The metadata of the OER of oersi.org are stored in an Elasticsearch index oer_data
. The Elasticsearch API is open and available to everyone (readonly). Search queries should always address the oer_data
index, otherwise conflicts with other indexes may occur.

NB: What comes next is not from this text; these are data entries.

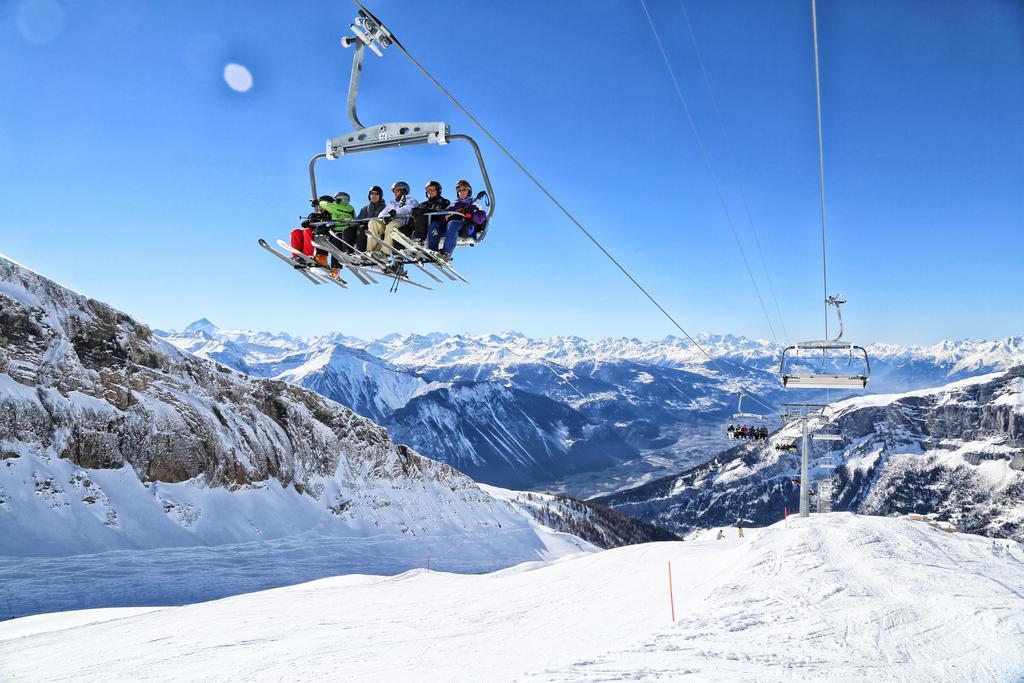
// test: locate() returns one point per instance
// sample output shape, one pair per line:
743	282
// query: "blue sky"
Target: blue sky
134	174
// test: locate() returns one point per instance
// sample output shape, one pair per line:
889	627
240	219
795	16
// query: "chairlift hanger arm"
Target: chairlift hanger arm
371	32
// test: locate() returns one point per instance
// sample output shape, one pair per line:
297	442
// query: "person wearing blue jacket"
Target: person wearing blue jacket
466	218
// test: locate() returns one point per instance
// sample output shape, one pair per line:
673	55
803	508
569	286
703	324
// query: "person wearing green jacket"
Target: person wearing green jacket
341	212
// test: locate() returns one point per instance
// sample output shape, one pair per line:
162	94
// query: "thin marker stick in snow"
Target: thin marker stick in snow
672	599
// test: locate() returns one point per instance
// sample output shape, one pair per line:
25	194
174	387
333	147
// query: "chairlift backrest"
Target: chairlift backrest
792	378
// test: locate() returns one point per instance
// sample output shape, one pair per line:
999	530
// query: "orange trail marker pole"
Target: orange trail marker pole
672	599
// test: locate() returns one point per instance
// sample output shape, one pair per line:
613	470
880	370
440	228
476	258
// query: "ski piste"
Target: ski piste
310	265
300	269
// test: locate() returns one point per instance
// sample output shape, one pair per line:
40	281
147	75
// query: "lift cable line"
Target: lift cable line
393	40
732	154
821	163
710	169
793	375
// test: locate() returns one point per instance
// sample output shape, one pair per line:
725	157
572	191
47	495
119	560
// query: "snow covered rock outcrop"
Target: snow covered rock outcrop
955	452
111	438
663	398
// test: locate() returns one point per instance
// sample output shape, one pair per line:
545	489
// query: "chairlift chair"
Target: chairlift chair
792	378
371	33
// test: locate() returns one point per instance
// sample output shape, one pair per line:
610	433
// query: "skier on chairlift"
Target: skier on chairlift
341	213
355	233
454	225
394	215
302	238
434	203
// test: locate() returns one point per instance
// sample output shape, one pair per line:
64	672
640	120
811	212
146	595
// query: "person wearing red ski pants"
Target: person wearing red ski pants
302	240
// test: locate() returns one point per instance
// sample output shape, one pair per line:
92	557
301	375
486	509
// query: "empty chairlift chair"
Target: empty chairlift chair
795	376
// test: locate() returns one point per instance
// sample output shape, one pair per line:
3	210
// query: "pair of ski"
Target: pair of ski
420	256
304	265
363	267
414	254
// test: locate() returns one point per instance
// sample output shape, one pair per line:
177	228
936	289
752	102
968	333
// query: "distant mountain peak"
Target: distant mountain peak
202	325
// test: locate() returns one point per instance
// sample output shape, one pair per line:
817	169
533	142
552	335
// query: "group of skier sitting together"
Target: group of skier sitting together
742	431
435	222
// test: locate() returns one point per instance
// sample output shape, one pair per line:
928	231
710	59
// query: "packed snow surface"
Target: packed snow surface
834	597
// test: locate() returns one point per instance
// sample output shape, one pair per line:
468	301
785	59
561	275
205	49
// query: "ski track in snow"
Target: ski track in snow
837	597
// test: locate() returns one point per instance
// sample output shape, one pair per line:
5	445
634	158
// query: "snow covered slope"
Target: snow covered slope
956	451
836	597
506	436
112	439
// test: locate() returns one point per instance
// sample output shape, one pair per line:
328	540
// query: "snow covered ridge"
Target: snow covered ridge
956	451
441	349
835	598
112	438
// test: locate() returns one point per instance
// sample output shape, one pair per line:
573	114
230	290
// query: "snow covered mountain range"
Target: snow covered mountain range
561	413
112	439
955	452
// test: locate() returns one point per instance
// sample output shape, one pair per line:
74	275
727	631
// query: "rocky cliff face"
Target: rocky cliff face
956	452
85	390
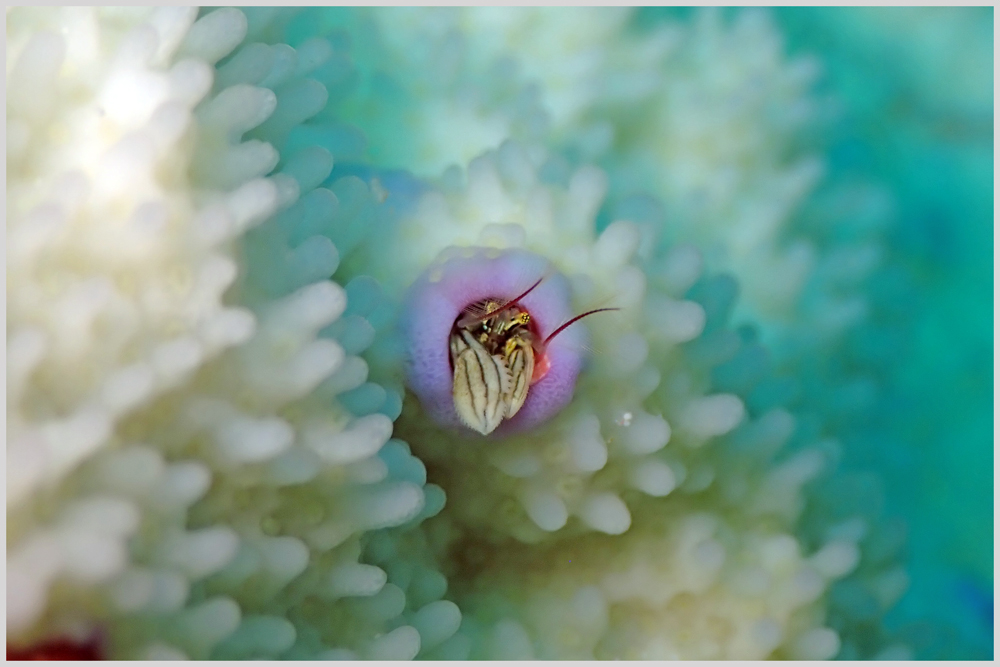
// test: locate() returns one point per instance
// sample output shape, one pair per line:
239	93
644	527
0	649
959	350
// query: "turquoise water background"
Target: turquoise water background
916	86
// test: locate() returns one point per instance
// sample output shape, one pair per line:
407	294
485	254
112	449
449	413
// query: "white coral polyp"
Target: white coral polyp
161	443
628	554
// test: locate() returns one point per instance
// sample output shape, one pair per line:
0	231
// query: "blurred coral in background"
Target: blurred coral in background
778	446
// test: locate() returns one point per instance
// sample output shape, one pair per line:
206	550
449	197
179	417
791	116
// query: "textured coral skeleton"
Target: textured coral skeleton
232	428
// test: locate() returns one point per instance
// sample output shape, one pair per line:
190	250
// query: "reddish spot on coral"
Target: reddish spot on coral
58	649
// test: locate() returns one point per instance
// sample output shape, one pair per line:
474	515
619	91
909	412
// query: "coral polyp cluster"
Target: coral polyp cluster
240	242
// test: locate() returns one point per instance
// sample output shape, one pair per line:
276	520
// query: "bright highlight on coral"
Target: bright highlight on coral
307	356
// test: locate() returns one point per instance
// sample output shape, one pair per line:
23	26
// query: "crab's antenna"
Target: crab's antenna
470	318
566	324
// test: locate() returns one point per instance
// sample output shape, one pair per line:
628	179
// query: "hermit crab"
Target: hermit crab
486	352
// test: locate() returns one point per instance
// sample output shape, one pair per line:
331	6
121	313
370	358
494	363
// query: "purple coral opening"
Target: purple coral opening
461	277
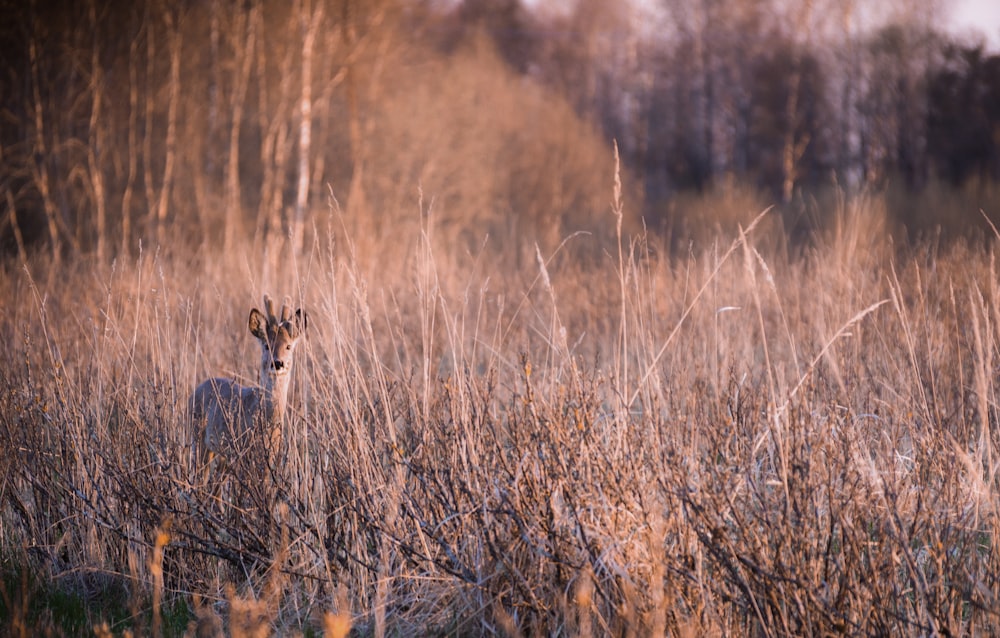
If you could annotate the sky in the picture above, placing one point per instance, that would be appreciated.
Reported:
(979, 15)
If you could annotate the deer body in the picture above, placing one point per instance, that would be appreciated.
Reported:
(230, 419)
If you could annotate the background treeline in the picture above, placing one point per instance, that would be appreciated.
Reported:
(222, 120)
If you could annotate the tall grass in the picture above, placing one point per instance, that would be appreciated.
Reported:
(607, 438)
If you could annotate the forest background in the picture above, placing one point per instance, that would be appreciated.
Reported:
(634, 318)
(228, 120)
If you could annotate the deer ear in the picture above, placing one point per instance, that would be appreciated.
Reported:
(258, 325)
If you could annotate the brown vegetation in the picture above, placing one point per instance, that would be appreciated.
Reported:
(736, 442)
(517, 411)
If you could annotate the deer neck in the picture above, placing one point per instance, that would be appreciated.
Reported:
(274, 396)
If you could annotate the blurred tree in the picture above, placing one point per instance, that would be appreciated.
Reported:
(964, 115)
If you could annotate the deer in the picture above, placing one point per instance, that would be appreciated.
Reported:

For information on using the Elasticsearch API, see
- https://www.elastic.co/guide/en/elasticsearch/reference/current/search-search.html
- https://www.elastic.co/guide/en/elasticsearch/reference/current/query-dsl.html
Data endpoint: https://oersi.org/resources/api/search/
Note: the endpoint https://oersi.org/resources/api-internal/search/ is still available, but deprecated and will be removed in the future. Please use https://oersi.org/resources/api/search/ instead.
Search
Build your Elasticsearch Query, submit it to the OERSI data endpoint and use the results directly.
Example on-the-fly search
Search for “Klimawandel”
curl -X 'POST' 'https://oersi.org/resources/api/search/oer_data/_search?pretty' \
-H 'Content-Type: application/json' -H 'accept: application/json' \
-d '{"size":20,"from":0,"query": { "multi_match": { "query": "Klimawandel", "fields": ["name", "description", "keywords"]}},"sort": [{"id":"asc"}]}'
Bulk Download
The most stable access is with Elasticsearch’s PIT (point in time). See https://www.elastic.co/guide/en/elasticsearch/reference/current/point-in-time-api.html
Example bulk download
1. Create PIT
curl -X 'POST' 'https://oersi.org/resources/api/search/oer_data/_pit?keep_alive=1m&pretty' -H 'accept: application/json'
=> remember id for further processing (below <YOUR_PIT_ID>
)
2. Search (1000 results each) here at the example twillo
2.1 Search for the first 1000 hits
curl -X 'POST' 'https://oersi.org/resources/api/search/_search?pretty' -H 'Content-Type: application/json' -H 'accept: application/json' -d '{"size":1000,"query": {"match": {"mainEntityOfPage.provider.name": "twillo"}},"pit": {"id": "<YOUR_PIT_ID>", "keep_alive": "1m"}, "sort": [{"id":"asc"}], "track_total_hits": true}'
2.2 Determine YOUR_LAST_SORT_RESULT (“sort” entry of the last hit)
...
"sort" : [
"https://oer.identifier",
35297
]
}
]
}
}
2.3 Repeat search until no more hits are found
curl -X 'POST' 'https://oersi.org/resources/api/search/_search?pretty' -H 'Content-Type: application/json' -H 'accept: application/json' -d '{"size":1000,"query": {"match": {"mainEntityOfPage.provider.name": "twillo"}},"pit": {"id": "<YOUR_PIT_ID>", "keep_alive": "1m"}, "sort": [{"id":"asc"}], "track_total_hits": true, "search_after": <YOUR_LAST_SORT_RESULT>}'
3. Delete PIT
curl -X DELETE https://oersi.org/resources/api/search/_pit -H 'Content-Type: application/json' -d '{"id":"<YOUR_PIT_ID>"}'
Metadata dump
OERSI provides two metadata dumps which you can download:
- json: https://oersi.org/resources/dumps/oer_data.ndjson
- MARCXML: https://oersi.org/resources/dumps/oer_data.mrc.xml
The dumps are updated once a week after the weekly cleanup.